Обветшавшие иконостасы. О капканах истории 


Каждый день забастовки перед Гданьской верфью собирались тысячи людей.

Пока в мусорные баки варшавских министерств ежедневно летят мешки с осколками компьютерных дисков, а осенний ветер гонит по ведомственным дворам поземку конфетти, в которое уходящее национал-популистское правительство, страшась новых разоблачений, уже успело перемолоть тысячи документов, в медиа нет-нет да и звучат голоса, отождествляющие долгожданную победу демократических сил с памятным старшим поколениям триумфом “Солидарности” 1989 года.

Столь отважное сравнение – поверх барьеров кардинально изменившегося политического контекста – русскоязычная аудитория услышала в интервью Адама Михника “Новой газете”.

Мало какой поляк так мил русскому сердцу, как Адам Михник. Знаковая фигура и легко узнаваемая. Не беда, что, сохранив почти в неприкосновенности оптику диссидента 1980-х, он давно уже не самый чуткий барометр происходящих в Польше событий: довольно того, что таковым является до сих пор руководимая им лучшая национальная газета Wyborcza.
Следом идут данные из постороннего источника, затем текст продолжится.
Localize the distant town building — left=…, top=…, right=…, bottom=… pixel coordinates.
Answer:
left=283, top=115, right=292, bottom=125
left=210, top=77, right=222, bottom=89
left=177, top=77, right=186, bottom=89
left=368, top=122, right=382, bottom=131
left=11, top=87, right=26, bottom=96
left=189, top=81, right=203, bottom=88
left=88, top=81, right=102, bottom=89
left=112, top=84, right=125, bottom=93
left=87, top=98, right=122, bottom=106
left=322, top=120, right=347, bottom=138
Не беда также, что раз за разом каждому русскоязычному интервьюеру пан Адам с редким упорством аттестует себя “антисоветским русофилом” – словно не замечая, что пейзаж за окном совсем уж иной, и ровно то же самое могли бы сказать о себе и Дугин, и Сурков. В конце концов, на фоне длинного списка исторических заслуг Михника его старосветские обыкновения даже вполне charmant. Тем более что, оценивая шансы нынешней российской оппозиции на успех, в старческое благодушие патриарх “Солидарности” отнюдь не впадает.
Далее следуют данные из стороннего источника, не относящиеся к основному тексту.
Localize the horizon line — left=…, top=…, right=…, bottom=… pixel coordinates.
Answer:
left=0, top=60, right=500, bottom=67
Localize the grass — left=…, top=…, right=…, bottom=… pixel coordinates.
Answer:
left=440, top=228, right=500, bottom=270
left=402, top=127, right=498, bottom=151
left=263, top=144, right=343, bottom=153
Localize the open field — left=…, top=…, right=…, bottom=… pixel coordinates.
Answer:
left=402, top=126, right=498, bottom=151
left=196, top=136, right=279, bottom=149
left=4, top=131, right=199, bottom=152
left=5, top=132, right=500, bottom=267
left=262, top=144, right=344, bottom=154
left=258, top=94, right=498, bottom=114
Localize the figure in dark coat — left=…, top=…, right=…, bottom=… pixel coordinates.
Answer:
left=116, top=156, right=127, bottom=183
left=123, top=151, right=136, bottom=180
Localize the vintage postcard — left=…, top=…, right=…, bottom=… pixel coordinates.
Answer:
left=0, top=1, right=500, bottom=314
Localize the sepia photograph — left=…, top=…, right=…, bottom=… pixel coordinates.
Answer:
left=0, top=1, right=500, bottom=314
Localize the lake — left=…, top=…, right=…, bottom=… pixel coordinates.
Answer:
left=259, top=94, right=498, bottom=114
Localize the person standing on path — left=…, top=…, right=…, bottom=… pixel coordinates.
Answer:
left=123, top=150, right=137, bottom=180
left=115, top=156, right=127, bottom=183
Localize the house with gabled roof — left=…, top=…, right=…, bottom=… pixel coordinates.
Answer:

“Я не знаю, когда это будет, но я верю”, – не устает подбадривать он своих русских собеседников. И действительно, все честно и никакого лукавства: тут вам и трезвость взгляда, и эмпатия, и дипломатия в самой что ни на есть разумной пропорции.
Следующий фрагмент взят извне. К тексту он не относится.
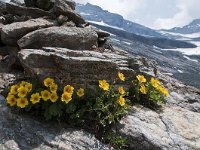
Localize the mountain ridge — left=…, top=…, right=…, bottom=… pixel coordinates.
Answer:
left=76, top=3, right=164, bottom=37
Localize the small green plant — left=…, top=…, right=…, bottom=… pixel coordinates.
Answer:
left=130, top=75, right=169, bottom=107
left=6, top=72, right=168, bottom=149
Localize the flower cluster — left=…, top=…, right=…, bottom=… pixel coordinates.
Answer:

Чуть больше настораживает выстраивание параллелей между польским обществом и российским в его поздне- и постсоветской версиях, но даже и в этом случае лично к пану Адаму вопросов никаких: не он первый. Соблазн сравнить российское общество, а точнее, то, что в РФ за него сходит, с каким-либо другим (чаще всего с таковым в нацистской Германии) давно стал общим местом, и, кажется, никто особо не задумывается, насколько притянуты за уши подобные построения. Ведь даже если сузить фокус до формального сопоставления двух тоталитарных режимов (здесь хотя бы есть место для полемики), в глаза тут же бросится фундаментальное различие в том, как выстраивали они “группы поддержки”. Германский нацизм не только не покушался на сложившуюся в стране классовую структуру, но даже старался ее зацементировать. В люмпенизации населения Рейх не был заинтересован – наоборот, возросшее во времена Веймарской республики число деклассированных граждан нацистская пропаганда выставляла этакой неизлечимой язвой демократии. Сделав ставку на послушных, организованных и в целом довольных жизнью рейхсбюргеров, NSDAP, как могла, понимала и умела, заботилась об увеличении их числа. Культивирование гопничества, в чем бы оно ни проявлялось, в эту парадигму никак не вписывалось: рейхсбюргер не понял бы и не поддержал. В этом нацистский истеблишмент исчерпывающе убедился, разбирая горы жалоб лояльных граждан на оскорбительный для глаз культурного арийца бедлам, царивший на улицах немецких городов наутро после “хрустальной ночи”. Ясно, что афишировать, к примеру, существование под эгидой SS спецдивизии “Дирлевангер“, набранной из уголовного сброда, ведомство Геббельса не решалось. Слишком уж велико было отвращение рейхсбюргера ко всему “асоциальному” – тем же ведомством, кстати, и взлелеянное.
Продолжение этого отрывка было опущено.